Health and Social Care Act 2012 (Consequential Amendments) (No. 2) Order 2013 Debate
Full Debate: Read Full DebateEarl Howe
Main Page: Earl Howe (Conservative - Excepted Hereditary)Department Debates - View all Earl Howe's debates with the Department of Health and Social Care
(11 years, 4 months ago)
Lords ChamberMy Lords, we had many debates in this House on the Health and Social Care Act 2012 during its passage as a Bill last Session. In this Session we have also debated some significant items of secondary legislation that put in place key elements of the new system, including the regulations that we have just debated.
This draft order, however, is very different from those instruments. It is short, and it raises no new issues of substance. Since it seeks to amend primary legislation, it is right and proper that it is subject to affirmative resolution but it is made under a narrow power to make provision in consequence of the Act. I cannot claim that the amendments it makes are of significant interest. They are minor adjustments, generally needed as a direct consequence of the Health and Social Care Act 2012, which I shall now refer to as the 2012 Act. They help to keep the statute book up-to-date and coherent, but they involve no new policies. Consistently with this, neither the Joint Committee on Statutory Instruments nor the Secondary Legislation Scrutiny Committee has seen a need to draw special attention to the draft order.
Before I explain what the draft order does, it may be helpful to start with a very brief reminder of the relevant provisions of the 2012 Act. That Act made a number of changes to the architecture of the National Health Service in England. Before the 2012 Act came into force on 1 April this year, the functions of commissioning and providing health services were conferred by legislation on the Secretary of State and were delegated by him to bodies such as primary care trusts. The Act, however, now gives the function of commissioning health services direct to the NHS Commissioning Board—also known as NHS England—and to clinical commissioning groups; while primary care trusts have been abolished. The Secretary of State continues to be under a duty to promote a comprehensive health service. He has ministerial accountability to Parliament for the health service. He is under new duties to keep under review the effective exercise of functions by the national-level bodies, such as the NHS Commissioning Board, and to report annually on the performance of the health service. That is the framework established by the 2012 Act.
I turn now to the individual amendments made by the draft order. The first amendment is to the Disabled Persons (Services, Consultation and Representation) Act 1986. The 1986 Act creates a requirement to assess the needs of people who are discharged from hospital after at least six months’ inpatient treatment for mental disorder. Section 7 of the Act sets out the services to which such an assessment must relate. Schedule 5 to the 2012 Act amended Section 7 of the 1986 Act to reflect, for example, the abolition of primary care trusts and the fact that it is clinical commissioning groups which now have to carry out the assessments in England.
However, that schedule did not update the reference to the services to which the assessment should relate. These are currently described as services that the Secretary of State is under a duty to provide under the NHS Act 2006. The order removes that reference, and updates it to take account of the changes in responsibility for commissioning and providing health services in England that were made by the 2012 Act. In making that change, we are able also to refer correctly to the bodies that provide services for the purposes of the Scottish and Welsh health services, and to the Acts under which they do so.
The second amendment made by the draft order is to the Community Care (Delayed Discharges etc.) Act 2003. That Act puts in place arrangements to ensure the safe and timely discharge of patients from hospital. Under the 2003 Act, the responsible NHS body is required in certain cases to issue an assessment or discharge notice, and the relevant local authority is required to assess the patient and put in place a support package by the named day. Schedule 5 to the 2012 Act made some amendments to the 2003 Act, but not those required to ensure that the arrangements continue to apply to NHS patients in independent hospitals.

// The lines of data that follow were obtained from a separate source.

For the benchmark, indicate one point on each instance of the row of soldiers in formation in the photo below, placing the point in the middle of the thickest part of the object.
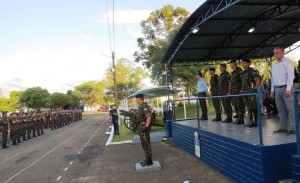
(238, 82)
(24, 126)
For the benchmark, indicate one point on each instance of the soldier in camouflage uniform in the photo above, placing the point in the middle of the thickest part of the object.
(224, 89)
(214, 79)
(13, 128)
(28, 128)
(33, 124)
(236, 86)
(250, 81)
(24, 126)
(4, 130)
(19, 127)
(143, 116)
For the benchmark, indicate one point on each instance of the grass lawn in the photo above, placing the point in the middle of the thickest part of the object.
(126, 134)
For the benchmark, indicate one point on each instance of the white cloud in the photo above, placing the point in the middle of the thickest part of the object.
(84, 36)
(135, 34)
(126, 17)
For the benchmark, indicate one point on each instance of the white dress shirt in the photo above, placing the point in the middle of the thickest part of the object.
(283, 74)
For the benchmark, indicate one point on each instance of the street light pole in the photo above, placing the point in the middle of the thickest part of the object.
(115, 80)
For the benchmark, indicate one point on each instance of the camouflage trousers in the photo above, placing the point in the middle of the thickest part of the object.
(238, 104)
(250, 102)
(217, 106)
(4, 133)
(226, 103)
(145, 142)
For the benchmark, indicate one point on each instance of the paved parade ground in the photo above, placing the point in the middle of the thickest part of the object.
(77, 153)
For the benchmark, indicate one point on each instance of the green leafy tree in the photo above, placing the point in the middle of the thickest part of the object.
(76, 98)
(92, 93)
(15, 96)
(35, 98)
(129, 78)
(60, 100)
(155, 28)
(7, 105)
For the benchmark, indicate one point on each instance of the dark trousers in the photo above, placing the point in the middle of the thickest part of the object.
(203, 104)
(116, 127)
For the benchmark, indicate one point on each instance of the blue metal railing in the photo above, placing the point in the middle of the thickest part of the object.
(237, 95)
(297, 120)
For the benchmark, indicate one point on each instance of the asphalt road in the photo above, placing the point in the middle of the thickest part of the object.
(77, 154)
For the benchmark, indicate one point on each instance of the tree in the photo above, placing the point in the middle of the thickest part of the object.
(60, 100)
(76, 98)
(129, 78)
(7, 105)
(92, 92)
(35, 98)
(155, 29)
(15, 96)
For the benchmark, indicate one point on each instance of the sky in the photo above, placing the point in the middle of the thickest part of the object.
(58, 44)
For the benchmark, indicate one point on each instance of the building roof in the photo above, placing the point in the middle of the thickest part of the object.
(223, 31)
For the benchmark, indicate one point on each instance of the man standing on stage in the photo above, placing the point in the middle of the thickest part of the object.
(143, 116)
(282, 88)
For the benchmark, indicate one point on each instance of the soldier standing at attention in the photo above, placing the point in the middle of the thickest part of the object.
(214, 79)
(4, 129)
(236, 86)
(13, 128)
(250, 82)
(225, 89)
(202, 92)
(144, 118)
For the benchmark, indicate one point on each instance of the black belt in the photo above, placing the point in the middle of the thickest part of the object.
(279, 86)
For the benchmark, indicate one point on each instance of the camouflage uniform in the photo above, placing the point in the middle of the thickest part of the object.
(238, 102)
(224, 80)
(28, 128)
(249, 78)
(141, 115)
(4, 130)
(215, 92)
(13, 128)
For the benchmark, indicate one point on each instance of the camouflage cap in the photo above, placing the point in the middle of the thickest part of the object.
(212, 69)
(246, 60)
(232, 61)
(223, 65)
(139, 96)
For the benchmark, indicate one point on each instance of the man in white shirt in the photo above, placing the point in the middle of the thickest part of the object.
(282, 87)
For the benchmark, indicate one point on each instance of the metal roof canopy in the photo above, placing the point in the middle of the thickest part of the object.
(154, 92)
(223, 31)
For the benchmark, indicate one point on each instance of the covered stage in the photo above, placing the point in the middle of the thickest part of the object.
(217, 32)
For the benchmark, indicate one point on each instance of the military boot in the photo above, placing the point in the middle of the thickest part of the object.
(4, 146)
(148, 162)
(254, 122)
(142, 162)
(241, 120)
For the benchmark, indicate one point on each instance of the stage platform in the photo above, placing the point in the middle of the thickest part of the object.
(235, 151)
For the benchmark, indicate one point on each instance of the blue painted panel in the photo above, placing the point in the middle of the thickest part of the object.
(277, 162)
(296, 168)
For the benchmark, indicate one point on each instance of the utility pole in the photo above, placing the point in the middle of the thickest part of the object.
(115, 80)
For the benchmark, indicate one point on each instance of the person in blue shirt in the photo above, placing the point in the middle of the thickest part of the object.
(202, 92)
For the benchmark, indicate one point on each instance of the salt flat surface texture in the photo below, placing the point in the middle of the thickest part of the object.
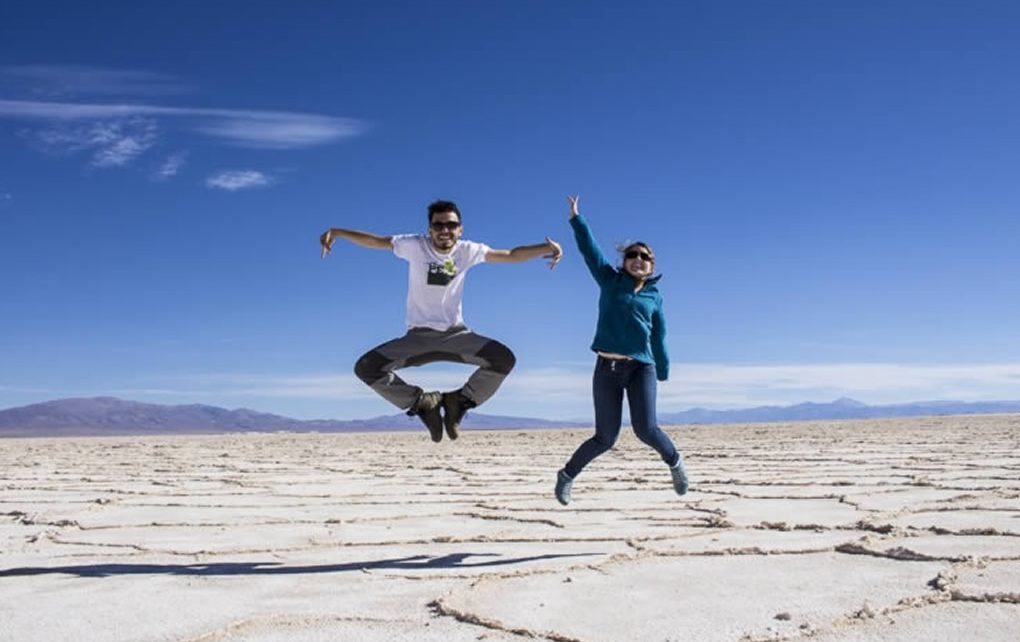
(877, 530)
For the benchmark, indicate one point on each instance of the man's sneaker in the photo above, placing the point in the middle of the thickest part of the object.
(455, 406)
(428, 407)
(563, 484)
(679, 476)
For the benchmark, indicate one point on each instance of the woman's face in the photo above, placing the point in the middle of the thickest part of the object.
(639, 261)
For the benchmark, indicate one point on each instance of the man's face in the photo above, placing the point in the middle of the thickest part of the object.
(445, 230)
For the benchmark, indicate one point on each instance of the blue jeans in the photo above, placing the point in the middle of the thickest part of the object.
(610, 381)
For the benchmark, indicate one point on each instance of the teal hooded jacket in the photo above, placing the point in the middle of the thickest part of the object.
(630, 323)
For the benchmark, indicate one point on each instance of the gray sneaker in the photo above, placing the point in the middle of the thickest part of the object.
(455, 406)
(428, 409)
(563, 484)
(679, 476)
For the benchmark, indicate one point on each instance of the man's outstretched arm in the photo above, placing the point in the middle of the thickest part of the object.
(363, 239)
(550, 250)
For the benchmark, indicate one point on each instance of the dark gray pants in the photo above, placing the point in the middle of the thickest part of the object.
(424, 345)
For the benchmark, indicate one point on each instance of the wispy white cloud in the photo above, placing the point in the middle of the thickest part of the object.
(268, 130)
(57, 81)
(112, 143)
(235, 180)
(170, 166)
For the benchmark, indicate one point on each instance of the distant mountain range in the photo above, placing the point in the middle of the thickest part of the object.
(109, 415)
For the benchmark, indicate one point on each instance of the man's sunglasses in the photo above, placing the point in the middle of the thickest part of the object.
(645, 256)
(439, 226)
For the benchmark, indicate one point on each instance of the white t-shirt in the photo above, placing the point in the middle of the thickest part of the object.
(435, 281)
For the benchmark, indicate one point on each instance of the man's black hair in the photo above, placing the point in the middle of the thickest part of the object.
(439, 207)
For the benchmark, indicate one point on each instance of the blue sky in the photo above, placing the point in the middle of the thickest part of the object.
(831, 189)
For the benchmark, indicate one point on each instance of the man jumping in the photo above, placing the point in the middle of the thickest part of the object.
(436, 330)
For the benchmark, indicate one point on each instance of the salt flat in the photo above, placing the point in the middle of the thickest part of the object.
(872, 530)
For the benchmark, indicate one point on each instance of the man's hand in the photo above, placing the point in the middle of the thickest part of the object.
(326, 241)
(555, 253)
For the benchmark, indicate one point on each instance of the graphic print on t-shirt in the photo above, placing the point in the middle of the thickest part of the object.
(442, 274)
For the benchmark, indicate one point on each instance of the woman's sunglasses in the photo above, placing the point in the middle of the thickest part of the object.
(645, 256)
(440, 226)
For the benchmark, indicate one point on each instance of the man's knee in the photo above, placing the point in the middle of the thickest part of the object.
(499, 357)
(371, 366)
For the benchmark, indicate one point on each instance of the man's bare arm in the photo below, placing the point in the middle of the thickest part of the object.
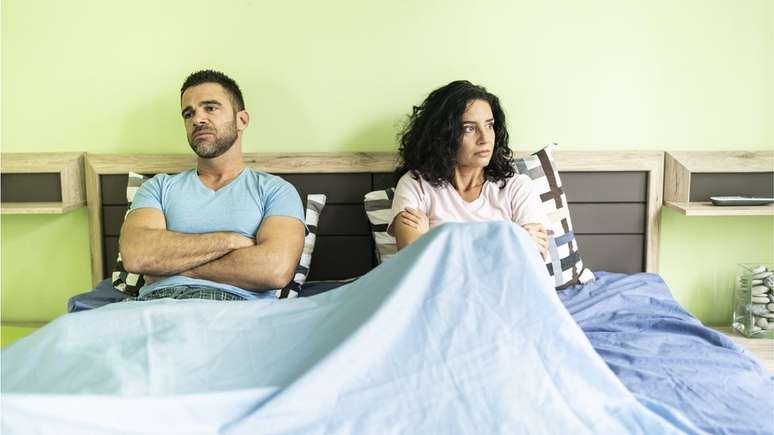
(148, 247)
(270, 264)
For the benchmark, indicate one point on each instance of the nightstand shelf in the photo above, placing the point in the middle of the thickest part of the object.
(41, 183)
(691, 177)
(763, 348)
(707, 209)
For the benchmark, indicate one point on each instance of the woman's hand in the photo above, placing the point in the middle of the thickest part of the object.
(415, 219)
(540, 235)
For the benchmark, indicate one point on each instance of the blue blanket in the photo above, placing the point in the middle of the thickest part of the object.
(663, 353)
(461, 333)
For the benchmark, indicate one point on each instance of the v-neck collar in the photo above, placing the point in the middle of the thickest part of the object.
(475, 201)
(222, 188)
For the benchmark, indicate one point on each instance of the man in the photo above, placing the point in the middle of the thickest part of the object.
(220, 231)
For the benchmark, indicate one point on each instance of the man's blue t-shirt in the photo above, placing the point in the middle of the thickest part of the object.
(191, 207)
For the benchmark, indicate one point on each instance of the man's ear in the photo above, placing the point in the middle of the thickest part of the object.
(243, 119)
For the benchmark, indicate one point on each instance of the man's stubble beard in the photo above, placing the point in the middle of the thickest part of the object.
(222, 143)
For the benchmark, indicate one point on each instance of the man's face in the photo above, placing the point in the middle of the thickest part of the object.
(211, 121)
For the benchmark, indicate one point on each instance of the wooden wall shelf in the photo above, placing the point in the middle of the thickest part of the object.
(690, 177)
(42, 183)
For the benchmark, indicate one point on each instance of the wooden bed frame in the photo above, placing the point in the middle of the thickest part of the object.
(615, 200)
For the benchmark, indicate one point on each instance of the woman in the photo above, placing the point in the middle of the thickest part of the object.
(456, 166)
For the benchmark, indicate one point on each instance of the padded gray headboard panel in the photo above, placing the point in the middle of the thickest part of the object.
(609, 212)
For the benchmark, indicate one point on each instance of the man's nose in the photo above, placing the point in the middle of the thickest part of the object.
(199, 119)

The draft order therefore makes the necessary amendments by adding NHS England and clinical commissioning groups to the definition of “NHS body” in Section 1 of the Act. This puts those bodies under a duty to issue the relevant notices in relation to patients discharged from independent hospitals commissioned by them.
Lastly, the draft order amends Section 256 of the National Health Service Act 2006. That section deals with the powers of certain NHS bodies to make payments towards expenditure on community services. Schedule 4 to the 2012 Act replaced the references to primary care trusts in the main body of Section 256 with references to the NHS Commissioning Board and to clinical commissioning groups, but unfortunately it did not amend the reference to primary care trusts in the cross-heading to the section. The draft order corrects that oversight.
In conclusion, I hope that I have demonstrated that the draft order contains changes that are consequential on the Act. It makes some minor but necessary changes to keep the statute book coherent and up to date. I commend the draft order to the House. I beg to move.